The US said it was concerned about the “affiliations and track records” of some of the people named by the Taliban to fill top posts in Afghanistan’s new government.
“We note the announced list of names consists exclusively of individuals who are members of the Taliban or their close associates and no women. We also are concerned by the affiliations and track records of some of the individuals,” a spokesperson for the Department of State said.
“We understand that the Taliban has presented this as a caretaker cabinet. However, we will judge the Taliban by its actions, not words.”
Turkish President Recep Tayyip Erdogan said he was carefully monitoring developments in Afghanistan.
“We don’t know how long this interim cabinet will last. All we have to do is to follow this process carefully,” he told reporters during an official visit to Democratic Republic of the Congo.
Beijing said it welcomed the end of “three weeks of anarchy” in Afghanistan with the establishment of a new interim government in Kabul, calling on the Taliban to restore order in the country.
China has been scathing about the American withdrawal, which it criticised as ill-planned and hasty. On Wednesday it said the new government would help bring stability.
“China attaches great importance to the announcement by the Taliban of the establishment of an interim government and some important personnel arrangements,” said foreign ministry spokesman Wang Wenbin at a press briefing.
“This has ended more than three weeks of anarchy in Afghanistan and is a necessary step to restore order and rebuild the country.”
While much of the world has adopted a wait-and-see approach to engagement with the Taliban, China has already said it is ready to build friendly relations with the group following their takeover.
The European Union said the “caretaker” government unveiled by the Taliban in Afghanistan failed to honor vows from the new rulers to include different groups.
“Upon initial analysis of the names announced, it does not look like the inclusive and representative formation in terms of the rich ethnic and religious diversity of Afghanistan we hoped to see and that the Taliban were promising over the past weeks,” an EU spokesperson said.
Farhan Haq, a spokesman for the UN, said the global body does not engage in acts of recognition of governments.
“That is a matter that’s done by member states, not by us. From our standpoint, regarding today’s announcement, only a negotiated and inclusive settlement will bring sustainable peace to Afghanistan,” he told reporters.
The UN is committed “to contribute to a peaceful solution, promote the human rights of all Afghans, notably women and girls,” and provide life-saving humanitarian assistance, he added.
Pramila Patten, the head of the UN women’s agency said the Taliban’s exclusion of women in Afghanistan’s new government calls into question its commitment “to protect and respect the rights” of women and girls.
She called women’s political participation “a fundamental prerequisite for gender equality and genuine democracy” and said that “by excluding women from the machinery of government the Taliban leadership has sent the wrong signal about their stated goal of building an inclusive, strong and prosperous society”.

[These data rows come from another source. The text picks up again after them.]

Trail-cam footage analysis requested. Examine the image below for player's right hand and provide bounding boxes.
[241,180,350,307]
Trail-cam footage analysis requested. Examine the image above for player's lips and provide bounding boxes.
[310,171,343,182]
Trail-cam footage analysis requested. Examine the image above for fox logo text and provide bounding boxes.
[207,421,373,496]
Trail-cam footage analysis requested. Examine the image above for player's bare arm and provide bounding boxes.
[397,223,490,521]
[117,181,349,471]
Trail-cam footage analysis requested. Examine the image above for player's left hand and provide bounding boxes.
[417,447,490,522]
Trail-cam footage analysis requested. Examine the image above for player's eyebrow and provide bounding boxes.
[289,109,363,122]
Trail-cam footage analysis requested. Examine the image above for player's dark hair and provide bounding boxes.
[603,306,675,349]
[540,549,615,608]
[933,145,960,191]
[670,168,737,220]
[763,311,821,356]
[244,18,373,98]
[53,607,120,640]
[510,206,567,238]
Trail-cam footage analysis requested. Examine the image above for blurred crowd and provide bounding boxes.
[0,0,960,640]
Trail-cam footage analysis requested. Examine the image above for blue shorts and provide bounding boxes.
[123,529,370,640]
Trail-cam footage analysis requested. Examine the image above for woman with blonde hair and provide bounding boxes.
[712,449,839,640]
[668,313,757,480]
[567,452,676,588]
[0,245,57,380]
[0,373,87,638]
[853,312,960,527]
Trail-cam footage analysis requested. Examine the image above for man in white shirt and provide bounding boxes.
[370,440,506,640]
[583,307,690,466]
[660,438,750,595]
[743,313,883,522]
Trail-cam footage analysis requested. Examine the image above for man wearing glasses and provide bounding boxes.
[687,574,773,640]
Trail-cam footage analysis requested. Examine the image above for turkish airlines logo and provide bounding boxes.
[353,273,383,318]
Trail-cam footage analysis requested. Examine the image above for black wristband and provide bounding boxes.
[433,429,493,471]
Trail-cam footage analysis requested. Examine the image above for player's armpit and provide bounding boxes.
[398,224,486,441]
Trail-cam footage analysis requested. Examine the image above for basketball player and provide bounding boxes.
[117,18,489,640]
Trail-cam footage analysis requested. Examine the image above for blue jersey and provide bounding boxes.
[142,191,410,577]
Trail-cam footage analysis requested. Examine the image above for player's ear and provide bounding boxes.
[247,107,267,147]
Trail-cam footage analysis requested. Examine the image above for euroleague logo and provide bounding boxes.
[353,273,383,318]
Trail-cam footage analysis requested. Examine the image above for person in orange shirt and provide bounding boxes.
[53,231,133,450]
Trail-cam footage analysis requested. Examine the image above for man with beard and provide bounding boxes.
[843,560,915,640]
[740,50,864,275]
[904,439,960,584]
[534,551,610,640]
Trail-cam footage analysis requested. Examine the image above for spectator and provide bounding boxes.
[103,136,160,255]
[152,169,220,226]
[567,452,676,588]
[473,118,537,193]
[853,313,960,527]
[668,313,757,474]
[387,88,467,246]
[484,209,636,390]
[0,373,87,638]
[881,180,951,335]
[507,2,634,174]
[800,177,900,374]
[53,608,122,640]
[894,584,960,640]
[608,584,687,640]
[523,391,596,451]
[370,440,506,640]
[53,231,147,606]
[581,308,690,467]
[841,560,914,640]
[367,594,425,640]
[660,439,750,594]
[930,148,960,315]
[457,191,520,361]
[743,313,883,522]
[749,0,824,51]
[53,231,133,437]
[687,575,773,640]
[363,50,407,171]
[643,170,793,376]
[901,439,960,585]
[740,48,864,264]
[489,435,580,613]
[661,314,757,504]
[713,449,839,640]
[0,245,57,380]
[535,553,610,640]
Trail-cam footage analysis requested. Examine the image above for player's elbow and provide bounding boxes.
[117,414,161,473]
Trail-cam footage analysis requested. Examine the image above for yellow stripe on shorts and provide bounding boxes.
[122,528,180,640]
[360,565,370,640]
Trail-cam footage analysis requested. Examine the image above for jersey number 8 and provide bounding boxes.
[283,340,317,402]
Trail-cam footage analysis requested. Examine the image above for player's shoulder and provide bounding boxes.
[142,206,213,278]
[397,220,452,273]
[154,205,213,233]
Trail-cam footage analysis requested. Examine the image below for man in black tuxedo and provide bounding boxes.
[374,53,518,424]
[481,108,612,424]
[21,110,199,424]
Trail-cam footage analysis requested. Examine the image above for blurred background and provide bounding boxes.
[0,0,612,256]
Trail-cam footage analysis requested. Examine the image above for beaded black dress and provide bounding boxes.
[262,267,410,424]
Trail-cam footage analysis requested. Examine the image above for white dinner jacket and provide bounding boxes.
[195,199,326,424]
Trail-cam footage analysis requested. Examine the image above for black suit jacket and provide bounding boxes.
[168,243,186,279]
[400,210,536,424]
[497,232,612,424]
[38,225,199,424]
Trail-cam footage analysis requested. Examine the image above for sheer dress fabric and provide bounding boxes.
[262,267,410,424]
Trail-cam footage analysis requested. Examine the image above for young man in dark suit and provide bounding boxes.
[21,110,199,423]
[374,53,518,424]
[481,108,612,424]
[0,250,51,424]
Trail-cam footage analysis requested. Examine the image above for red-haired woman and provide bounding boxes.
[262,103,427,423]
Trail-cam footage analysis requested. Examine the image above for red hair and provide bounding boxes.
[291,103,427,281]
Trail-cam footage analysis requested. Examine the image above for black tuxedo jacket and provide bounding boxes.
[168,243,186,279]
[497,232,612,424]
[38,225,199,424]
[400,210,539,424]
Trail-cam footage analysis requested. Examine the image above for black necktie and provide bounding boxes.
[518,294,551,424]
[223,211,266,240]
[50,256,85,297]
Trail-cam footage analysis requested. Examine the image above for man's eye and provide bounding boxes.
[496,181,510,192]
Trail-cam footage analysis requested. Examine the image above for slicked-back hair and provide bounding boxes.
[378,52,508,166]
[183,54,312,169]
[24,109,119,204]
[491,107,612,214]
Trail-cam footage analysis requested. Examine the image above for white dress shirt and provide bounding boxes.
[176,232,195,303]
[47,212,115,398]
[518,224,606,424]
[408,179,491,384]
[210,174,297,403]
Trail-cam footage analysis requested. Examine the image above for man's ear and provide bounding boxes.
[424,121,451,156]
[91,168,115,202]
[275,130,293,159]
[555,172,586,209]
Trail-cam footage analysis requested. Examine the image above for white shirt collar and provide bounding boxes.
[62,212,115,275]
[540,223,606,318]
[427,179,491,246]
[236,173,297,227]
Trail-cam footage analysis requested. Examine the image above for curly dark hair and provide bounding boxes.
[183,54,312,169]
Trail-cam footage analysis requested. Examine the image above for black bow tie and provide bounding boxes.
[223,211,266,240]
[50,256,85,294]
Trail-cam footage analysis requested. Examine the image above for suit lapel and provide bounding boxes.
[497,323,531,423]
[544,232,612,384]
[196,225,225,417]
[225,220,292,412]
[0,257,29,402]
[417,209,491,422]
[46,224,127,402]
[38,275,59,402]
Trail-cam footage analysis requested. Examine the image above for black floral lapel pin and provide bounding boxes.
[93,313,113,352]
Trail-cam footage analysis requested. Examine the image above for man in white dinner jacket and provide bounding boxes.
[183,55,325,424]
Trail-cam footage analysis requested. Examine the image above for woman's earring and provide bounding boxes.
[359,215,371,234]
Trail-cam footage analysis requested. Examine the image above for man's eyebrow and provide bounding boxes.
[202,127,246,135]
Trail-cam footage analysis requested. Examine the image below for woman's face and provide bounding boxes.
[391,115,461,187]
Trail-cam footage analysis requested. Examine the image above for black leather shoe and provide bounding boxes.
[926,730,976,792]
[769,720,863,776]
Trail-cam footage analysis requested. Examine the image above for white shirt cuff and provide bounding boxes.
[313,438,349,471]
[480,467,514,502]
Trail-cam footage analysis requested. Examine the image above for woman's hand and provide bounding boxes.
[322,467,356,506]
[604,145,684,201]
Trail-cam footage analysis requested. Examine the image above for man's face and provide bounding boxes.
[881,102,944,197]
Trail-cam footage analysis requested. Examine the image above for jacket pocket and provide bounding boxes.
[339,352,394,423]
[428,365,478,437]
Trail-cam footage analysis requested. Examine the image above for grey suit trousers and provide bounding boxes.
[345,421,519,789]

Foreign Minister Heiko Maas said his country is not filled with optimism by the makeup of Afghanistan’s new government and its exclusion of other parties.
“A transitional government that does not include other groups is not the signal for more international cooperation and stability in the country,” Maas told a joint news conference with US Secretary of State Antony Blinken at the US military base in Ramstein, Germany.
“We hope that further government formation (steps) will send the necessary signals,” Maas added. “It must be clear to the Taliban that international isolation is not in its interests, and especially not in those of Afghanistan’s people.”